Papa dan mama Sunmi mendadak menghentikan celotehannya ketika melihat anaknya itu hanya diam dan menundukkan kepalanya tidak menanggapi satupun ocehan mereka.

"Apakah sudah cukup?" tanya Sunmi dengan nada terasing.

"Apa maksud kamu?" tanya sang papa bingung.

"Pah, mah, Sunmi memang banyak berhutang Budi kepada papa mama sebagai orang tua yang sudah mengurus Sunmi hingga dewasa seperti sekarang ini," kata Sunmi.

"....." Papa dan mama Sunmi mengangguk setuju.

"Namun, Sunmi tidak menyukai adanya perjodohan ini....tapi kalau mama papa memaksa Sunmi tidak bisa berbuat apa-apa," kata Sunmi lagi.

"Jadi kamu setuju?" tanya papa dan mamanya bersamaan.

"Selama Sunmi hidup Sunmi tidak akan pernah setuju, jadi Sunmi akan mati dulu untuk memenuhi keinginan mama papa menikahkan Sunmi dengan Edo!" kata Sunmi dengan mata merah menahan kalut.

"Kamu!" papa dan mama Sunmi menunjuk anaknya dengan ngeri.

"Silahkan ambil nyawa Sunmi sebagai penebusan atas jasa baik papa mama selama ini karena telah mengurus dan membesarkan Sunmi," kata Sunmi dengan tersendat.

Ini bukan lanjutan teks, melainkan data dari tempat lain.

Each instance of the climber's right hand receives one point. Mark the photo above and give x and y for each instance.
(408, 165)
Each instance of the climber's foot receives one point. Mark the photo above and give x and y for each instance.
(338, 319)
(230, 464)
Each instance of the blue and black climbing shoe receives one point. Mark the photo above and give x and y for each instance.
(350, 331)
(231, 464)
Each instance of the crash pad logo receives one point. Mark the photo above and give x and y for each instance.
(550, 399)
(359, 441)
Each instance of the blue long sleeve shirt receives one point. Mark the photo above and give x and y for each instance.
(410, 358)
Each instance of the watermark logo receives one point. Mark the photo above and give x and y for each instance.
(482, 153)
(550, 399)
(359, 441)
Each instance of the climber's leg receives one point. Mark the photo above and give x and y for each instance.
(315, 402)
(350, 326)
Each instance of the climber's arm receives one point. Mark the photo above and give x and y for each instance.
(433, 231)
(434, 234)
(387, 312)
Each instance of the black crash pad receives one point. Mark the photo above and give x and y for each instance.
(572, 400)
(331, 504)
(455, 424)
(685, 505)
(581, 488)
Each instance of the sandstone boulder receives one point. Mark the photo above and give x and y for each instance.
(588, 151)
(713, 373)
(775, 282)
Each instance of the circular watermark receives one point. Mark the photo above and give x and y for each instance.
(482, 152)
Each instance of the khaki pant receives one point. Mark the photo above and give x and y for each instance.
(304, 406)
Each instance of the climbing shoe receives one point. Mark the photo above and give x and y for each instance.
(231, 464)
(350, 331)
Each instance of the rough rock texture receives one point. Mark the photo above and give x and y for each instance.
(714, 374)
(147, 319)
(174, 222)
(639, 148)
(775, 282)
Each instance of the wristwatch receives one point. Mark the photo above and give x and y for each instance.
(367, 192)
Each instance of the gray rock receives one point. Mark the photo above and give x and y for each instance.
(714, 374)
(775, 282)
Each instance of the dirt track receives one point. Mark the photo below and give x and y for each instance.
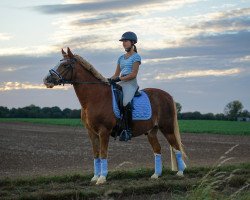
(35, 149)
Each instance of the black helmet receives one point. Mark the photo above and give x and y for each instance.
(129, 36)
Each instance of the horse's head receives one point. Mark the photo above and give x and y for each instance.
(63, 72)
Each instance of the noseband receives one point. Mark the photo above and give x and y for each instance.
(71, 67)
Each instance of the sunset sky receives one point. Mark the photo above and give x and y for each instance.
(196, 50)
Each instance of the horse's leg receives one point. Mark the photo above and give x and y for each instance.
(168, 132)
(94, 138)
(153, 140)
(104, 140)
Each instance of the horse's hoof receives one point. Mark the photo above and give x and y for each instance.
(180, 173)
(155, 176)
(95, 178)
(101, 180)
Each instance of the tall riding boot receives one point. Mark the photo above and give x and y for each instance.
(126, 134)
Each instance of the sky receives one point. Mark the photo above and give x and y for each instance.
(196, 50)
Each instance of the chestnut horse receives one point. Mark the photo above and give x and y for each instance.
(94, 94)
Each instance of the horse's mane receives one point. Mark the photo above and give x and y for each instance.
(91, 69)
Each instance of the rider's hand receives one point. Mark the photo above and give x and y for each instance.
(111, 80)
(117, 79)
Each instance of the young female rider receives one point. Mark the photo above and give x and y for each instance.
(125, 74)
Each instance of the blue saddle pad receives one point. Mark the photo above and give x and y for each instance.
(141, 106)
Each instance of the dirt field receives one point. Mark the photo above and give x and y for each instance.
(34, 149)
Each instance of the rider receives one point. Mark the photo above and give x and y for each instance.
(125, 74)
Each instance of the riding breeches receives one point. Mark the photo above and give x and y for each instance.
(129, 88)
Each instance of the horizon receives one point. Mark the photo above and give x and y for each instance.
(197, 51)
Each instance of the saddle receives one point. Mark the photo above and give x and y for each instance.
(118, 93)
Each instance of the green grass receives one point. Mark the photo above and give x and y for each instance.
(186, 126)
(133, 184)
(214, 126)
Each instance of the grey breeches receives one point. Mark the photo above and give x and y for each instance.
(129, 88)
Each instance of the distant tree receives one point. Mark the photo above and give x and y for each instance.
(220, 116)
(245, 113)
(66, 112)
(233, 109)
(56, 112)
(4, 111)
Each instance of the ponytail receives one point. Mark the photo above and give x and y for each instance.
(135, 49)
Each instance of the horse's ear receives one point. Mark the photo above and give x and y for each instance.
(70, 54)
(63, 52)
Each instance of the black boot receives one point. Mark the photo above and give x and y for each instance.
(126, 134)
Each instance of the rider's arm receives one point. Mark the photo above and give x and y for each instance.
(117, 71)
(133, 74)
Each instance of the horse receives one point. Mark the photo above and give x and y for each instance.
(95, 96)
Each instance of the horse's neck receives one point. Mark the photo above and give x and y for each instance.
(90, 95)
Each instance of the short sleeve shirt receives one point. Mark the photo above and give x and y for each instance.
(126, 64)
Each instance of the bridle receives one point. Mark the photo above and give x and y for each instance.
(70, 66)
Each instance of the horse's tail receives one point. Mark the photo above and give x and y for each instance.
(178, 139)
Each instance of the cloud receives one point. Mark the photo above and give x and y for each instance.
(233, 20)
(198, 73)
(98, 6)
(6, 86)
(5, 36)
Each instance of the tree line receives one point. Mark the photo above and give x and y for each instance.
(232, 110)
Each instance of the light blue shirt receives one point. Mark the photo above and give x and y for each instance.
(126, 65)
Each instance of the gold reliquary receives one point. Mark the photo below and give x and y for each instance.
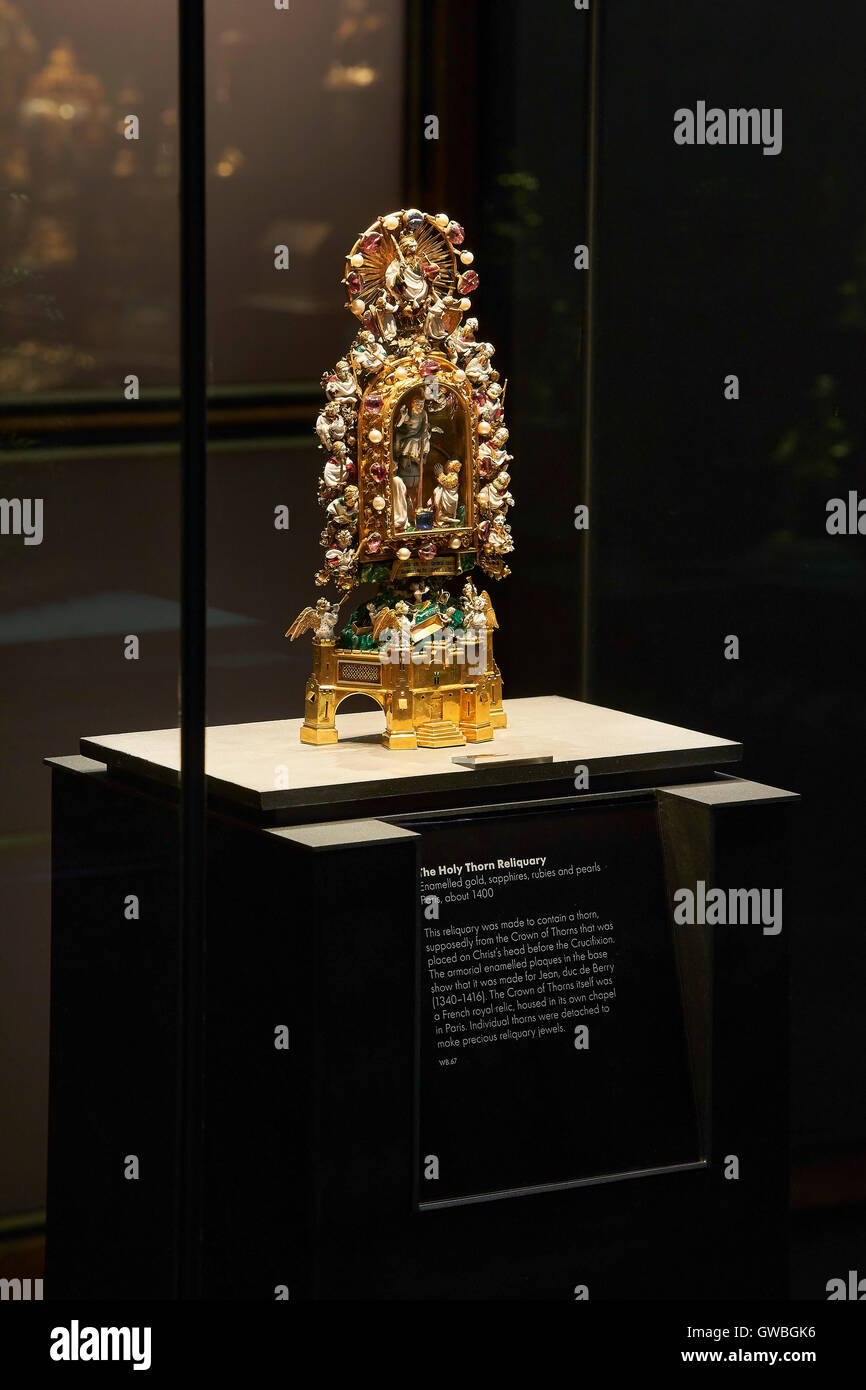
(416, 492)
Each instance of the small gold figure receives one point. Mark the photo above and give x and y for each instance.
(413, 487)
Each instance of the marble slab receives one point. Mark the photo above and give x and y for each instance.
(267, 767)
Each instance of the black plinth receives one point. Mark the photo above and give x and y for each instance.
(505, 1069)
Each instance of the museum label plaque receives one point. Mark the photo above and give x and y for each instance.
(552, 1041)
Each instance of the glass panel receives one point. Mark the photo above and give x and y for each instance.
(89, 467)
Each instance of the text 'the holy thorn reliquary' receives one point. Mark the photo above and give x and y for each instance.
(416, 494)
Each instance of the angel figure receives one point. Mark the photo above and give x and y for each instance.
(446, 494)
(369, 353)
(463, 345)
(345, 509)
(478, 366)
(342, 384)
(321, 620)
(385, 313)
(394, 626)
(338, 469)
(330, 426)
(494, 496)
(499, 537)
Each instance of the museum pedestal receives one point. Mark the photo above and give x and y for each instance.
(460, 1039)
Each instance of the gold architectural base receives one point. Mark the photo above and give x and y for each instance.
(439, 733)
(426, 705)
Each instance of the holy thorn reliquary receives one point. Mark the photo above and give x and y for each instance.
(416, 494)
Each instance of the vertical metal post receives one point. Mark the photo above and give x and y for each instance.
(192, 804)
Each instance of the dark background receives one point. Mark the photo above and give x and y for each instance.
(706, 516)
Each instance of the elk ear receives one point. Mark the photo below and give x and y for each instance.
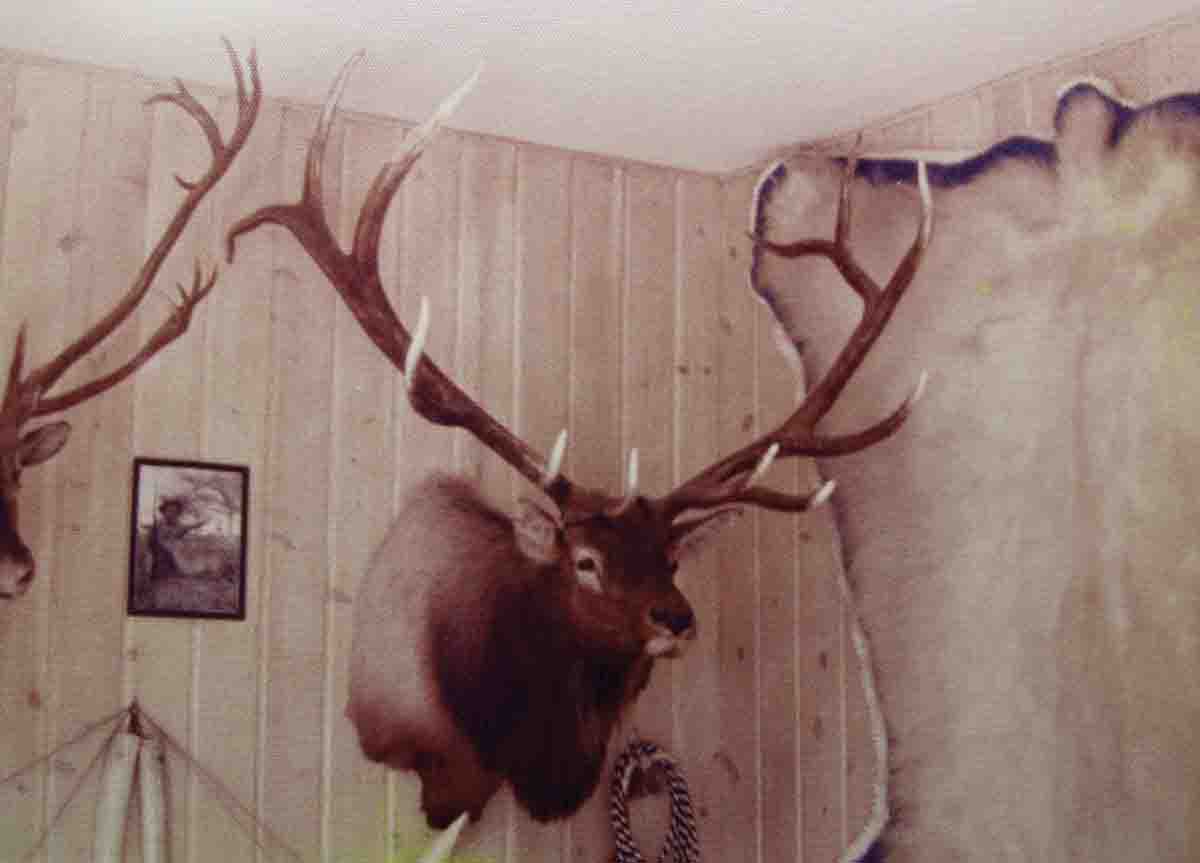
(689, 535)
(537, 532)
(42, 443)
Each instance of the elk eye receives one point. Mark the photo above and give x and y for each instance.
(587, 570)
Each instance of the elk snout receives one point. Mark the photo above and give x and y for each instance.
(16, 573)
(678, 621)
(673, 624)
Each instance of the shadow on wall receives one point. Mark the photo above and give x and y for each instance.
(1025, 550)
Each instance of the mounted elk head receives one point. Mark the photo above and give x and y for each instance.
(28, 395)
(447, 677)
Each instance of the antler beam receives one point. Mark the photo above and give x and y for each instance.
(355, 275)
(733, 478)
(42, 379)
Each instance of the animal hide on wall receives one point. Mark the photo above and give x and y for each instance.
(1025, 550)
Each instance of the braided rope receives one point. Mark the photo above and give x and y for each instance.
(682, 844)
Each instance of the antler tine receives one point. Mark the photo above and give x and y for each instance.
(733, 479)
(357, 279)
(223, 155)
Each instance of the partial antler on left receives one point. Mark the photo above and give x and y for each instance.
(28, 395)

"Kamu gila?" kata mamanya ngeri.

"Iya mah, Sunmi memang gila, Sunmi sudah tidak kuat lagi menghadapi semua ini, papa dan mama terus saja memojokkan Sunmi dengan segala macam perjodohan yang tidak Sunmi inginkan, dari pada Sunmi hidup bagaikan mati kenapa Sunmi tidak mati saja sekalian!" kata Sunmi putus asa dan menangis.

"Mama benar-benar gak ngerti kenapa kamu begitu ngotot menolak Edo?" tanya mamanya heran.

"Iya kenapa kamu begitu membenci Edo? Padahal seingat papa kamu tidak pernah bertemu dan mengenal Edo," sambung papanya heran.